The US stock market will be closed on Monday, September 5 in honor of Labor Day, a national holiday that has been celebrated on the first Monday in September for nearly 130 years.
The holiday grew out of the fight for safer working conditions for American workers and fair wages and benefits. It also eventually led to the creation of the Labor Department in 1913, a federal regulator whose mission is to support the interests of wage earners, job seekers and retirees.
This year, a hot labor market has been a major focus in the markets, especially as the Federal Reserve pledged to fight rampant inflation until it hits its annual target of 2%, even if that means more pain for households and businesses.
Average hourly wage growth has risen 5% year-on-year this year (see chart), but not enough to keep up with the inflation spike, which has only recently suggested easing, with a slump in energy CL00,
Concerns about a possible recession in the US and job losses have been at the forefront this year, especially as the Fed is expected to raise interest rates until its key rate reaches around 4%, or a level sufficiently “restrictive” to control demand for goods and restrict services. The benchmark rate is now in a range of 2.25% to 2.5%.
The uncertain background has weighed heavily on equities, with the Dow Jones Industrial Average DJIA,
down nearly 13% from the year to September 1, the S&P 500 index SPX,
down about 17% and the Nasdaq Composite Index COMP,
about 25% lower on the year, according to FactSet.
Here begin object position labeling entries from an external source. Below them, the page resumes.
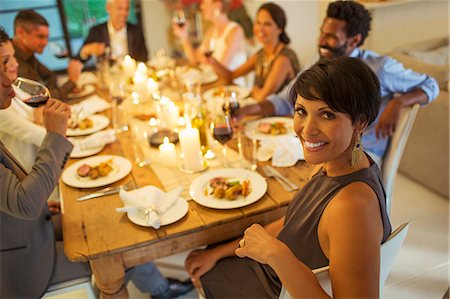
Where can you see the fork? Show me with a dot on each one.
(270, 174)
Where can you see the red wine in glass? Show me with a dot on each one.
(208, 53)
(230, 107)
(180, 22)
(36, 101)
(223, 134)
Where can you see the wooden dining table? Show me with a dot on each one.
(94, 232)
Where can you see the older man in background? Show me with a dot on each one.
(31, 32)
(343, 31)
(120, 37)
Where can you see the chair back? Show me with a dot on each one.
(388, 252)
(394, 151)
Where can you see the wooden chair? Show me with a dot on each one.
(75, 288)
(388, 253)
(394, 151)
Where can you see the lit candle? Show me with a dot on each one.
(190, 146)
(168, 113)
(135, 97)
(167, 152)
(152, 87)
(142, 68)
(129, 66)
(140, 87)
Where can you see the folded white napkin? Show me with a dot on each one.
(151, 200)
(91, 105)
(93, 141)
(284, 151)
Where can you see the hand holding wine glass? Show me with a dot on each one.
(179, 17)
(31, 92)
(222, 131)
(56, 116)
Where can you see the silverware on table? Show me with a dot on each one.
(107, 191)
(284, 181)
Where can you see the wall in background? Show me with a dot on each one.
(395, 23)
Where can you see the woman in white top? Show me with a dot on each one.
(20, 132)
(224, 37)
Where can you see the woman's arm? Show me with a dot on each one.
(199, 262)
(277, 76)
(227, 75)
(350, 233)
(234, 42)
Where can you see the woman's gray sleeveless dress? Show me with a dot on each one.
(234, 277)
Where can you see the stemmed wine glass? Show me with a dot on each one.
(222, 131)
(31, 92)
(209, 49)
(179, 17)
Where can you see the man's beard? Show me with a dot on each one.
(335, 52)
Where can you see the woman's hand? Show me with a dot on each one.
(180, 32)
(199, 262)
(258, 244)
(54, 207)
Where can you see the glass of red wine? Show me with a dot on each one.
(222, 131)
(209, 49)
(231, 104)
(179, 17)
(31, 92)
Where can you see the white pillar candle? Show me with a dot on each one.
(142, 68)
(152, 87)
(190, 146)
(140, 84)
(167, 152)
(129, 66)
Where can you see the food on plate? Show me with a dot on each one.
(273, 128)
(224, 92)
(83, 124)
(94, 172)
(222, 187)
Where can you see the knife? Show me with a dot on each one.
(106, 191)
(285, 179)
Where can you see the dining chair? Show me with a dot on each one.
(394, 152)
(388, 253)
(75, 288)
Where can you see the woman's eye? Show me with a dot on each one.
(329, 115)
(300, 111)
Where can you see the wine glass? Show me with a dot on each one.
(58, 50)
(231, 104)
(31, 92)
(179, 17)
(222, 131)
(209, 49)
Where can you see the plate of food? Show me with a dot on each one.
(269, 127)
(82, 153)
(225, 91)
(82, 91)
(172, 215)
(228, 188)
(96, 171)
(87, 125)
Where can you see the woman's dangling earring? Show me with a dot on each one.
(357, 152)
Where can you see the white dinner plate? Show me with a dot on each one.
(86, 90)
(86, 152)
(100, 122)
(251, 127)
(175, 213)
(258, 186)
(121, 168)
(215, 93)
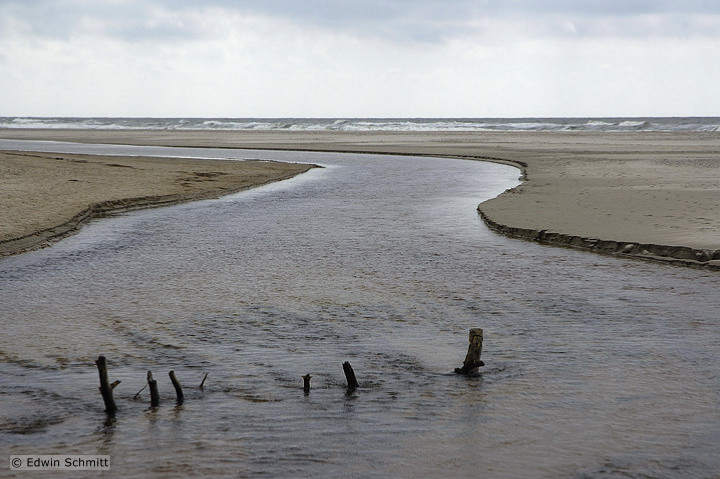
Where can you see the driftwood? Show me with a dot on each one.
(350, 376)
(472, 359)
(105, 387)
(154, 395)
(177, 386)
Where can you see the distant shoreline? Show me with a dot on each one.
(652, 195)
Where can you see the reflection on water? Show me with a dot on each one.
(596, 367)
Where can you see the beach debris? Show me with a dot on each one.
(106, 387)
(154, 395)
(306, 383)
(177, 386)
(350, 376)
(472, 359)
(202, 383)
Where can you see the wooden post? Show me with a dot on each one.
(105, 387)
(350, 376)
(177, 386)
(472, 359)
(154, 395)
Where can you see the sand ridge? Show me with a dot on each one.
(583, 189)
(47, 196)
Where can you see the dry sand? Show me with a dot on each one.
(46, 196)
(652, 195)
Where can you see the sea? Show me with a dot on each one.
(661, 124)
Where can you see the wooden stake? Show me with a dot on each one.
(177, 386)
(350, 376)
(154, 395)
(472, 359)
(105, 387)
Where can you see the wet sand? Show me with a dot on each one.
(47, 196)
(649, 195)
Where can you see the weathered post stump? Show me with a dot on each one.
(105, 387)
(472, 359)
(202, 383)
(350, 376)
(154, 395)
(306, 383)
(177, 386)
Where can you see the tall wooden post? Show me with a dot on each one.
(306, 383)
(154, 395)
(105, 387)
(350, 376)
(472, 358)
(177, 386)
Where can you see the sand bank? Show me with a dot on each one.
(48, 196)
(652, 195)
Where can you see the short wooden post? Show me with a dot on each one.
(154, 395)
(350, 376)
(472, 359)
(105, 387)
(177, 386)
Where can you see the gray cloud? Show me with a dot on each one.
(398, 20)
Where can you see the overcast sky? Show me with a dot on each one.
(359, 58)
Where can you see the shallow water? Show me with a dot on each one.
(595, 366)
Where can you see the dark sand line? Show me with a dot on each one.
(653, 196)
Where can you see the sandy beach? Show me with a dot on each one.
(645, 194)
(47, 196)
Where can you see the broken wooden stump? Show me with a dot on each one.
(472, 359)
(306, 383)
(154, 395)
(350, 376)
(105, 387)
(177, 386)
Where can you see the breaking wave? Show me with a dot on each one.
(662, 124)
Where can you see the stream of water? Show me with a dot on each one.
(596, 367)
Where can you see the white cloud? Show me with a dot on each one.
(424, 58)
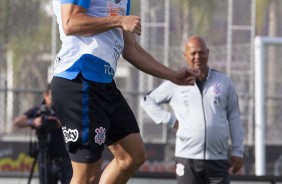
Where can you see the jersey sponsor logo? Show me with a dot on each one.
(217, 88)
(71, 135)
(100, 135)
(180, 169)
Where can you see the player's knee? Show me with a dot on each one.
(135, 161)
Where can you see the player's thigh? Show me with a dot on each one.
(86, 170)
(129, 147)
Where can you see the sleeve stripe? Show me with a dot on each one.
(84, 3)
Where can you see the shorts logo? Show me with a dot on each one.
(100, 136)
(70, 135)
(180, 169)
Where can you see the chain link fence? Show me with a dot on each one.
(29, 41)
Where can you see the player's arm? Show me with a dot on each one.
(142, 60)
(75, 21)
(21, 121)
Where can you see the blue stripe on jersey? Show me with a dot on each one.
(128, 7)
(85, 112)
(84, 3)
(91, 67)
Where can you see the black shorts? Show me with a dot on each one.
(192, 171)
(92, 114)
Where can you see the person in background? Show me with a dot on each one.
(93, 112)
(204, 116)
(51, 144)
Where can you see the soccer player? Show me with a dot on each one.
(93, 112)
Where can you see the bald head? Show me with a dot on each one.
(196, 54)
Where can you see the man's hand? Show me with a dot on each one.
(132, 24)
(36, 122)
(236, 164)
(185, 76)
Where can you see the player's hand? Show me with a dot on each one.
(185, 76)
(236, 164)
(132, 24)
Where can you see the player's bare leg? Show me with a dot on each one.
(86, 173)
(129, 155)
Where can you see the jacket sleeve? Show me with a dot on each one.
(235, 124)
(151, 104)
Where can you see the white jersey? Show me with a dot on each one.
(94, 56)
(205, 119)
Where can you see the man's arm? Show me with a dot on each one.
(75, 21)
(22, 121)
(151, 104)
(142, 60)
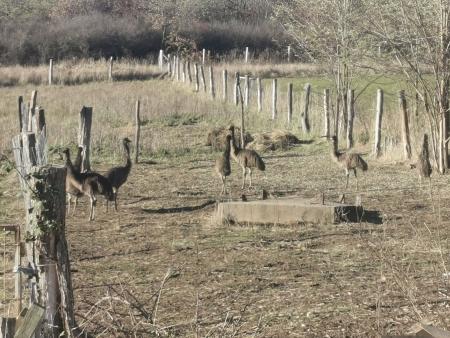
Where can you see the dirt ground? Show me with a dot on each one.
(162, 266)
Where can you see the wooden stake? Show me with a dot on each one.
(50, 72)
(138, 132)
(378, 119)
(405, 124)
(84, 136)
(259, 93)
(289, 99)
(224, 85)
(212, 89)
(351, 115)
(326, 112)
(110, 77)
(305, 113)
(274, 98)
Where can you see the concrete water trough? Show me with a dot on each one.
(293, 210)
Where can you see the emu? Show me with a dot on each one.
(347, 161)
(118, 175)
(223, 166)
(246, 158)
(85, 184)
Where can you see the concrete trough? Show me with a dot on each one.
(288, 211)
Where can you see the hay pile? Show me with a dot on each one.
(217, 137)
(277, 139)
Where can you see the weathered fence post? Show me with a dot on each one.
(405, 124)
(326, 111)
(50, 72)
(224, 85)
(212, 89)
(161, 59)
(138, 132)
(110, 77)
(289, 100)
(202, 78)
(305, 114)
(31, 109)
(236, 90)
(189, 71)
(84, 136)
(274, 98)
(197, 85)
(247, 91)
(259, 93)
(379, 117)
(351, 115)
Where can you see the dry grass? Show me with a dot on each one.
(357, 280)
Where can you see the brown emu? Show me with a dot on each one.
(87, 184)
(247, 159)
(223, 166)
(118, 175)
(347, 161)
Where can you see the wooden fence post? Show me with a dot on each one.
(224, 85)
(259, 93)
(247, 91)
(31, 109)
(50, 72)
(405, 124)
(326, 111)
(289, 99)
(379, 117)
(305, 114)
(84, 136)
(197, 85)
(351, 115)
(188, 66)
(212, 88)
(274, 98)
(236, 90)
(138, 132)
(111, 61)
(202, 78)
(161, 59)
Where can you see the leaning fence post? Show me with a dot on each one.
(50, 72)
(202, 78)
(84, 136)
(224, 84)
(305, 113)
(138, 132)
(259, 93)
(351, 115)
(197, 85)
(247, 91)
(289, 99)
(379, 117)
(405, 124)
(212, 89)
(326, 111)
(111, 60)
(274, 98)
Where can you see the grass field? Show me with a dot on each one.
(348, 280)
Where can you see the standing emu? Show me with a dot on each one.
(247, 159)
(223, 166)
(118, 175)
(348, 161)
(87, 184)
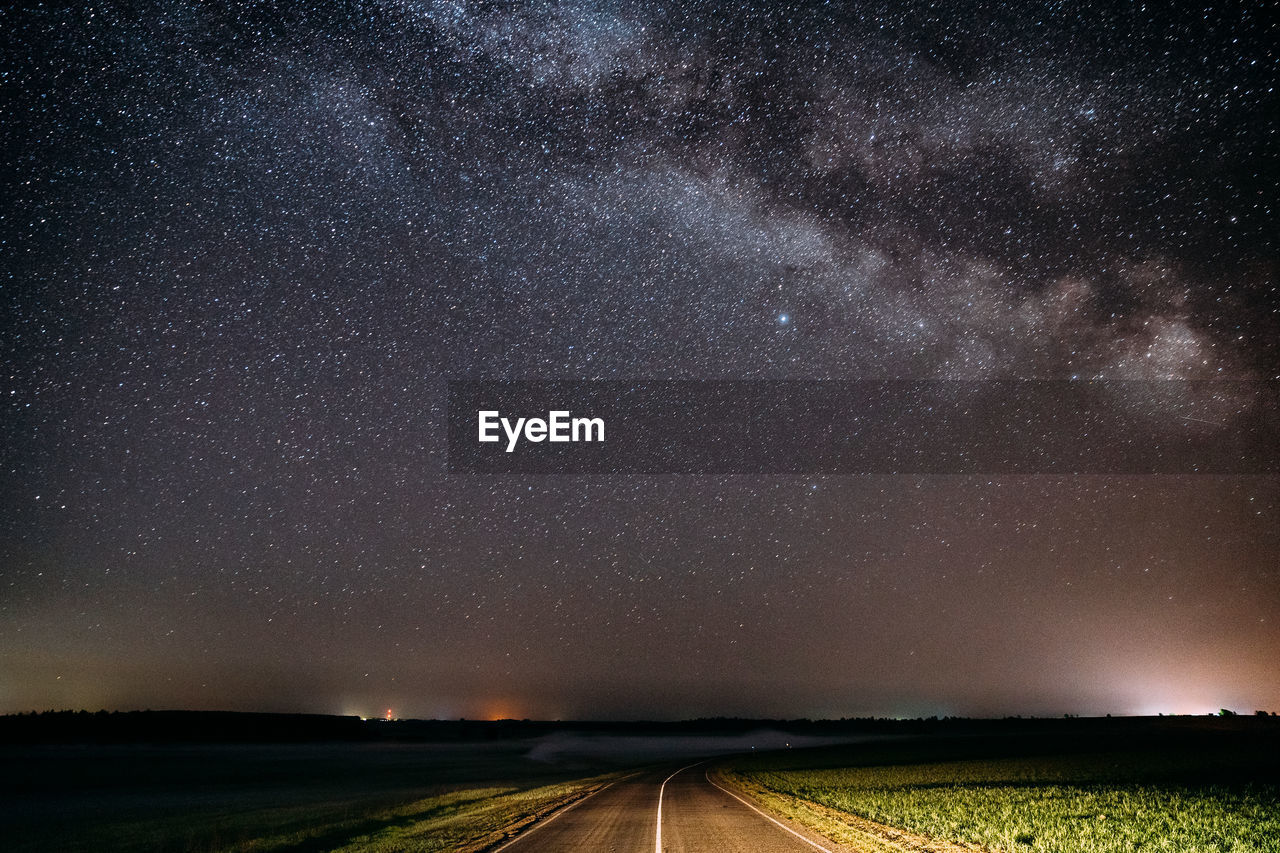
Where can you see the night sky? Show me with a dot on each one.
(246, 245)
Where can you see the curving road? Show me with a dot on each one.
(667, 811)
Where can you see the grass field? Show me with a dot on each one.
(279, 799)
(1203, 797)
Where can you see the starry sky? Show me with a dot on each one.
(246, 245)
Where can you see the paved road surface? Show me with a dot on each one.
(696, 816)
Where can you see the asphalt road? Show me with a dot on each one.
(666, 812)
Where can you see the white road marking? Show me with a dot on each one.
(567, 808)
(657, 844)
(813, 844)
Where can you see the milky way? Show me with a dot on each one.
(246, 245)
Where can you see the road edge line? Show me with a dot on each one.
(657, 844)
(768, 817)
(536, 825)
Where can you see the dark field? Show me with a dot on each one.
(214, 797)
(1047, 785)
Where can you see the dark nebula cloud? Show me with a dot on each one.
(246, 243)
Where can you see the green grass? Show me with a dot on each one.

To see: What history says about September and the stock market running out after the summer bomb
On the other hand, after years of negative global bond yields, the reversal of easy money policy has led to the 10-year Treasury yield TMUBMUSD10Y,
to bounce back to nearly 3.3%, after falling to a year-on-year low below 1.3% in September last year, according to Dow Jones Market Data.
Banks, post office closed for Labor Day
While Labor Day marks a rare day off for the stock market, the U.S. bond market, the Postal Service, and many businesses also close for the day, but pay staff for the holiday.
For all the home hunters still looking for a 30-year mortgage despite rates recently locked at 5.7%, know that banks, including the big ones like JPMorgan Chase & Co. JPM,
also closed for Labor Day.
What’s the next holiday for markets? It’s a long wait for the next big one: Thanksgiving Day, which falls on Thursday, November 24 this year.
Although the Columbus Day bond market kicks off as a recommended holiday on Monday, October 10, US stock exchanges remain open.